Sommige stedelingen in Griekenland keren terug naar hun wortels en kiezen weer voor de landbouw, nu de werkloosheid in de steden stijgt.

De werkloosheid in Griekenland is met 27,4 procent in de eerste drie maanden van 2013, de hoogste in de Europese Unie. Het aantal werkloze Grieken stijgt gestaag sinds de economische crisis in 2008 toesloeg.

Sommige Grieken hebben besloten terug te keren naar het platteland en daar een nieuw leven op te bouwen. De overheid steunt die trend. In februari kondigde de Griekse premier Antonis Samaras aan om 350 miljoen euro beschikbaar te stellen voor de hervorming en uitbreiding van de landbouwproductie en om ondernemerschap te stimuleren. “Er is geen economische groei mogelijk als we de primaire sector niet versterken”, zei hij.
Maar voor degenen die de stap al gezet hebben van de stad naar het platteland en niet wilden wachten op staatssteun, bleek het een harde landing. Damianos Zanaras keerde terug naar zijn geboorteplaats Chios, na lange tijd in de scheepvaart gewerkt te hebben. Hij investeerde miljoenen in een sapfabriek. Deels financierde die hij zelf, deels met leningen.

‘Kambos Chiou’ of Chios Fruits wilde een nieuw soort Grieks mandarijnensap exporteren en daarbij plaatselijke boeren betrekken. De praktijk was echter weerbarstig. Zanaras had het plaatselijke enthousiasme voor zijn onderneming overschat. “Het gaat nog steeds moeizaam en de boeren willen niet meewerken”, zegt hij.

Zanaras wijst met de beschuldigende vinger naar het landbouwbeleid van de Europese Unie.
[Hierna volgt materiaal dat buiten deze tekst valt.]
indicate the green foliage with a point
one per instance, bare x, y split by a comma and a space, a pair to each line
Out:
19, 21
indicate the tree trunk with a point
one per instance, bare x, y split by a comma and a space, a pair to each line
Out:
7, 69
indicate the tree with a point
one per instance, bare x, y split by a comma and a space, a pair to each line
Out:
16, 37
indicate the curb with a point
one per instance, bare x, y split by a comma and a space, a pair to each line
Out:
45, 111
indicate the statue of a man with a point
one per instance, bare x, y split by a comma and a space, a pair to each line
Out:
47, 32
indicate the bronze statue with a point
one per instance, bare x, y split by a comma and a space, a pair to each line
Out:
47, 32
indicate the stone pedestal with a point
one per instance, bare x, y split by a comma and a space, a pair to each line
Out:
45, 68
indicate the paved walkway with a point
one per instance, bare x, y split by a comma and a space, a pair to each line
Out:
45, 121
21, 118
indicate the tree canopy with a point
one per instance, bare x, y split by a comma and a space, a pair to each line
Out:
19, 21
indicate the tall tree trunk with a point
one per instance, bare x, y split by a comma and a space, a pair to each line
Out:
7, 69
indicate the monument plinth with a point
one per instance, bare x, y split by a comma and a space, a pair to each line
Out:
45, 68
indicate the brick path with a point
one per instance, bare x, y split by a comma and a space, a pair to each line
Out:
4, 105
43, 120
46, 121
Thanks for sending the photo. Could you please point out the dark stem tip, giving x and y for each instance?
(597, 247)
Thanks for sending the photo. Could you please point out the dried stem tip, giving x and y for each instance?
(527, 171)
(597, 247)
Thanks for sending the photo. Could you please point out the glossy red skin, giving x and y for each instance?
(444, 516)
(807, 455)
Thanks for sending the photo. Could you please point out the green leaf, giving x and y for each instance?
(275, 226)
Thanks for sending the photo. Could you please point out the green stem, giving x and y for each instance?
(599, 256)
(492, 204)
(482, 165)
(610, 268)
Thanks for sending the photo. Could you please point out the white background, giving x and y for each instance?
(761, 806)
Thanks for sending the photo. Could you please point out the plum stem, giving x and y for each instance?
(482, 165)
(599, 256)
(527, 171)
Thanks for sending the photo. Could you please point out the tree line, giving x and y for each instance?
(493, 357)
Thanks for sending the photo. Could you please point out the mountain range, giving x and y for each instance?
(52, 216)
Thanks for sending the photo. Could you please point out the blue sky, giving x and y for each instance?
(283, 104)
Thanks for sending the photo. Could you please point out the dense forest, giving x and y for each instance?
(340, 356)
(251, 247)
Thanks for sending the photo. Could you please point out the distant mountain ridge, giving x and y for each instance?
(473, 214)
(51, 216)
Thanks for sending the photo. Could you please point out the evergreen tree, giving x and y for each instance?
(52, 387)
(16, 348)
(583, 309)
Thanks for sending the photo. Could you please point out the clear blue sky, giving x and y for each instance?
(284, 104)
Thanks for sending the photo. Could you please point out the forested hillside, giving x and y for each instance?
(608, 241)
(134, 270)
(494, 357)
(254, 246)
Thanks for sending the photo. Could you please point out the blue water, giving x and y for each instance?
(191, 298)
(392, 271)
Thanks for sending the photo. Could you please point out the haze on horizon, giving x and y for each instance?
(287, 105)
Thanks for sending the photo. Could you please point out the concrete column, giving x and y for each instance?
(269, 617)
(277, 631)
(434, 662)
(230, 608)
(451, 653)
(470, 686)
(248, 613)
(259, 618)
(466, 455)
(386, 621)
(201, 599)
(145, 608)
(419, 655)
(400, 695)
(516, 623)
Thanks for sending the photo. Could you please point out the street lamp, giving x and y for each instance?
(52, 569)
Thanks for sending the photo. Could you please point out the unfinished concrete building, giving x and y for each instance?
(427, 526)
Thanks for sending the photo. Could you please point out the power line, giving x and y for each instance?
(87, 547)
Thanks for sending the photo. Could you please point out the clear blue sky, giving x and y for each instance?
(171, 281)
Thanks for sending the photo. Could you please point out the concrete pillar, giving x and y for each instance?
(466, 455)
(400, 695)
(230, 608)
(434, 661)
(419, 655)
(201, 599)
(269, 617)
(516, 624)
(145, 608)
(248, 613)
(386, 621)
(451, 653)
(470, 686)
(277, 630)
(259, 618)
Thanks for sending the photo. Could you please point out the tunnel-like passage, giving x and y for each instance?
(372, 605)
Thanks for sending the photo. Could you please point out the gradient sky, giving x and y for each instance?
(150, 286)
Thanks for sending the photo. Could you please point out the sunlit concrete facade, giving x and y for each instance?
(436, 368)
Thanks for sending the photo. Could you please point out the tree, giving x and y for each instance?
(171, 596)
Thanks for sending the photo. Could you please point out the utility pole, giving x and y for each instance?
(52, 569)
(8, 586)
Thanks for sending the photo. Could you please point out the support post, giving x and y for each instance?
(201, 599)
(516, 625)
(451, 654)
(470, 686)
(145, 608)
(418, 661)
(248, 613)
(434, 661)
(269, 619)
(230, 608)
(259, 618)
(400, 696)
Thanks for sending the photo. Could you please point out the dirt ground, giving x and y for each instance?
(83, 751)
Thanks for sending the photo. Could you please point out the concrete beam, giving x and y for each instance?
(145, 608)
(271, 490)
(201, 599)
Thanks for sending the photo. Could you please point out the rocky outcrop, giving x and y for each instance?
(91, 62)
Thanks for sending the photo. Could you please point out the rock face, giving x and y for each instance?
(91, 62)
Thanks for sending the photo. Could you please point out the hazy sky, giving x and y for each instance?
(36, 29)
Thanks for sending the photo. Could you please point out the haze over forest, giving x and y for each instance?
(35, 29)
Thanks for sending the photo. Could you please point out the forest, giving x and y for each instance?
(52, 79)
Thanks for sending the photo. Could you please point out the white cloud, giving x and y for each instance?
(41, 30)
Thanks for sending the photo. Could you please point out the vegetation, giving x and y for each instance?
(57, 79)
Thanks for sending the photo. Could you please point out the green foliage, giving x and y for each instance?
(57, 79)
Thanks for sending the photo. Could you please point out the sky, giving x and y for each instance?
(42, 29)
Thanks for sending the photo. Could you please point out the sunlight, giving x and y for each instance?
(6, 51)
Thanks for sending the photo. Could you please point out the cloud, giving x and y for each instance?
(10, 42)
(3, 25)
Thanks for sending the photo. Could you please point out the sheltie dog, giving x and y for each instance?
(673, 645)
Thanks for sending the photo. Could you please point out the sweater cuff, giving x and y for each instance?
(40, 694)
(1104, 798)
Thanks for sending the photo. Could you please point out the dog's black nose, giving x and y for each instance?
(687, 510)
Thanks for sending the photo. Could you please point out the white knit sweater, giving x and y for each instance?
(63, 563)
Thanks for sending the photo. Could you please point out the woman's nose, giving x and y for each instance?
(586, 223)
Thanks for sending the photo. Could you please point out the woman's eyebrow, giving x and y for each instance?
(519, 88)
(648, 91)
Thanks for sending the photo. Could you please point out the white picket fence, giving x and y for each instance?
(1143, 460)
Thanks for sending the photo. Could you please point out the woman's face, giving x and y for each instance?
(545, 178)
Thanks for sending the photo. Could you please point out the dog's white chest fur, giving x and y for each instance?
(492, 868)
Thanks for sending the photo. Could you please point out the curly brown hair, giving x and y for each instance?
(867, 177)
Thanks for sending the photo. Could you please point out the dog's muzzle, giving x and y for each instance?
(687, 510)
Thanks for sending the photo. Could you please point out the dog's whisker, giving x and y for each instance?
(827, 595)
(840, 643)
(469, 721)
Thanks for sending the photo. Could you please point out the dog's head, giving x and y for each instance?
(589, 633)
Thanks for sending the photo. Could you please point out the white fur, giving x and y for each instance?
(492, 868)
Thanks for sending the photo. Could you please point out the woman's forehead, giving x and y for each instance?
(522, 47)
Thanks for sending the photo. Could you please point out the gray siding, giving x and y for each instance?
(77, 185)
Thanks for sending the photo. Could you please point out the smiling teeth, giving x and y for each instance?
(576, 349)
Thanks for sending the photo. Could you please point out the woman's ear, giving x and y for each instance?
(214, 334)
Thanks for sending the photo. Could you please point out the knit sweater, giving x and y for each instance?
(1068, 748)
Daardoor is de mentaliteit van de Griekse boeren in de afgelopen veertig jaar volgens hem verpest. “Nu er geen subsidies meer komen en er hard gewerkt moet worden, doen ze dat niet. Ze laten het fruit dat van de bomen valt liever liggen, dan dat ze het naar de fabriek brengen.”

De boeren van Chios zoeken hun heil nu in het toerisme, of vertrekken naar elders. “Fulltime boeren bestaan niet meer in Chios”, zegt Yannis Trantalis, de commercieel directeur van de fabriek. “We hebben het met contracten geprobeerd, maar dat werkte niet. De meeste boeren wilden geen verplichting aangaan, omdat ze bang waren de beloofde productie niet te halen.”

Coöperaties

In de jaren zestig werden coöperaties opgezet in Griekenland om een minimumprijs te garanderen voor de productie, afzetmarkten te vinden en boeren de mogelijkheid te geven collectief de marktprijs te bepalen. Dat het zo moeizaam gaat om de Griekse landbouw nieuw leven in te blazen, komt deels door het beleid in de jaren tachtig. Coöperaties werden ‘gekaapt’ door de politiek. Botweg gezegd gebruikten de socialisten de coöperaties om hun trouwe achterban financieel te ondersteunen.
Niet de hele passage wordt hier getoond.